We introduce X-LXMERT that builds upon LXMERT and enables it to effectively perform discriminative as well as generative tasks … When coupled with our proposed image generator, X-LXMERT is able to generate rich imagery that is semantically consistent with the input captions. Importantly, X-LXMERT’s image generation capabilities rival state-of-the-art image generation models (designed only for generation), while its question-answering capabilities show little degradation compared to LXMERT.

By adding the visual masking technique, the machine had to learn to predict what parts of the images were masked based on the captions, slowly teaching the machine to understand the logical and conceptual framework of the visual world in addition to connecting visual data with language. For example, a clock tower located in a town is likely surrounded by smaller buildings, something a human can infer based on the text description.

An AI-generated image based on the caption, ‘A large painted clock tower in the middle of town.’

Using this visual masking technique, the AI2 researchers were able to impart the same general understanding to a machine given the caption, ‘A large clock tower in the middle of a town.’ Though the resulting image (above) isn’t realistic and wouldn’t be mistaken for an actual photo, it does demonstrate the machine’s general understanding of the meaning of the phrase and the type of elements that may be found in a real-world clocktower setting.

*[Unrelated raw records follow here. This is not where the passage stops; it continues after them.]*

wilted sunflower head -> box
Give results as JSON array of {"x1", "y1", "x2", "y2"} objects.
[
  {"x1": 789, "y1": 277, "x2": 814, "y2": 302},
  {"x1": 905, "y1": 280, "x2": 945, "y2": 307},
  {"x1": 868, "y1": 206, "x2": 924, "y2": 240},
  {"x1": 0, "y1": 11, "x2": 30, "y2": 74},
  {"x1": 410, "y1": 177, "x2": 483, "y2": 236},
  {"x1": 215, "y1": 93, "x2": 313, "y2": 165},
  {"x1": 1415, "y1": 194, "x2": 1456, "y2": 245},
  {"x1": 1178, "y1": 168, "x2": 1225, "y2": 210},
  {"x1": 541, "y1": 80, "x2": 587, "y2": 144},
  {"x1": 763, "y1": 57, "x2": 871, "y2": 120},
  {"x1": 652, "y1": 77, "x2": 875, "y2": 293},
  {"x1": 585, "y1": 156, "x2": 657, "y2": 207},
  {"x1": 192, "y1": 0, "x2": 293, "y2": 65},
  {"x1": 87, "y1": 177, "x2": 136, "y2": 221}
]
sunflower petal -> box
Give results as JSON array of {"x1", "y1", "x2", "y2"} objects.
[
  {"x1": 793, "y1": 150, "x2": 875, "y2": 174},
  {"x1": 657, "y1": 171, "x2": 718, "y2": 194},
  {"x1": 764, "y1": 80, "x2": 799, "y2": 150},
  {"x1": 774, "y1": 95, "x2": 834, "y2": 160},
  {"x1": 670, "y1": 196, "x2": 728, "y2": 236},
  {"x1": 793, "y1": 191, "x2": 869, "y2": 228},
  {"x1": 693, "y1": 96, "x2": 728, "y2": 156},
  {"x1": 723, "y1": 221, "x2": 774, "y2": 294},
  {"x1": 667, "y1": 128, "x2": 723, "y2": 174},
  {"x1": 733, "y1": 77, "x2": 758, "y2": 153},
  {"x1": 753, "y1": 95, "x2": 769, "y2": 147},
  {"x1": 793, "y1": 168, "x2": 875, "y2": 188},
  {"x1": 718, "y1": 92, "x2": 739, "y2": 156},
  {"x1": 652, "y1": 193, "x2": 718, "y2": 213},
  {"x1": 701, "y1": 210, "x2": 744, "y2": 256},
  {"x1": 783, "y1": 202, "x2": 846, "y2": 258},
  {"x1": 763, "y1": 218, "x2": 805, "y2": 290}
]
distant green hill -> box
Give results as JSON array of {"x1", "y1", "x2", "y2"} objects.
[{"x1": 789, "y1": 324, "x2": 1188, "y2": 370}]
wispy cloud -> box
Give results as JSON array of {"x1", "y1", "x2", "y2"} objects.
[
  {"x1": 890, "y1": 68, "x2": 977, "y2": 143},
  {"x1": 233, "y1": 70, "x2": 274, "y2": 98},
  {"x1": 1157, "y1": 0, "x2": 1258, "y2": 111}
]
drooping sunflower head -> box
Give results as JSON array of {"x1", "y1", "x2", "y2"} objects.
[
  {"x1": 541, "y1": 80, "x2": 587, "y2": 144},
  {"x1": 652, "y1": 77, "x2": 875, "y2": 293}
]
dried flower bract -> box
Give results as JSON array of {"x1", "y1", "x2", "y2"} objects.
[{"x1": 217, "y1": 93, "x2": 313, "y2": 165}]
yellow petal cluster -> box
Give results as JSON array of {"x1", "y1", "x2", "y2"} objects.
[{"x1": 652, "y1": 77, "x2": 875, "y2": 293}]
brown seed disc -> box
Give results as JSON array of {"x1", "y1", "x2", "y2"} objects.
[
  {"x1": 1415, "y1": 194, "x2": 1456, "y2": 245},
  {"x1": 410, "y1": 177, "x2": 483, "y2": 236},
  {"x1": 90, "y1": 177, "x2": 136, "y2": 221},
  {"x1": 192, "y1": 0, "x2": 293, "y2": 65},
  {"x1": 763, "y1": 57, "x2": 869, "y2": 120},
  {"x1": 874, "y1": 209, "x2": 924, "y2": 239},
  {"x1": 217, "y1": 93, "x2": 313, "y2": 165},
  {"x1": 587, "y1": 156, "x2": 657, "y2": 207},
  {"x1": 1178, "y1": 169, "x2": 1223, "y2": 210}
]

The images demonstrate the machine’s ability to understand both the visual world and written text and to make logical assumptions based on the limited data provided. This mirrors the way a human understands the world and written text describing it.

For example, a human, when given a caption, could sketch a concept drawing that presents a logical interpretation of how the captioned scene may look in the real world, such as computer monitors likely sitting on a desk, a skier likely being on snow and bicycles likely being located on pavement.

This development in AI research represents a type of simple, child-like abstract thinking that hints at a future in which machines may be capable of far more sophisticated understandings of the world and, perhaps, any other concepts they are trained to understand as related to each other. The next step in this evolution is likely an improved ability to generate images, resulting in more realistic content.

Using artificial intelligence to generate photo-realistic images is already a thing, though generating highly specific photo-realistic images based on a text description is, as shown above, still a work in progress. Machine learning technology has also been used to demonstrate other potential applications for AI, such as a study Google published last month that demonstrates using crowdsourced 2D images to generate high-quality 3D models of popular structures.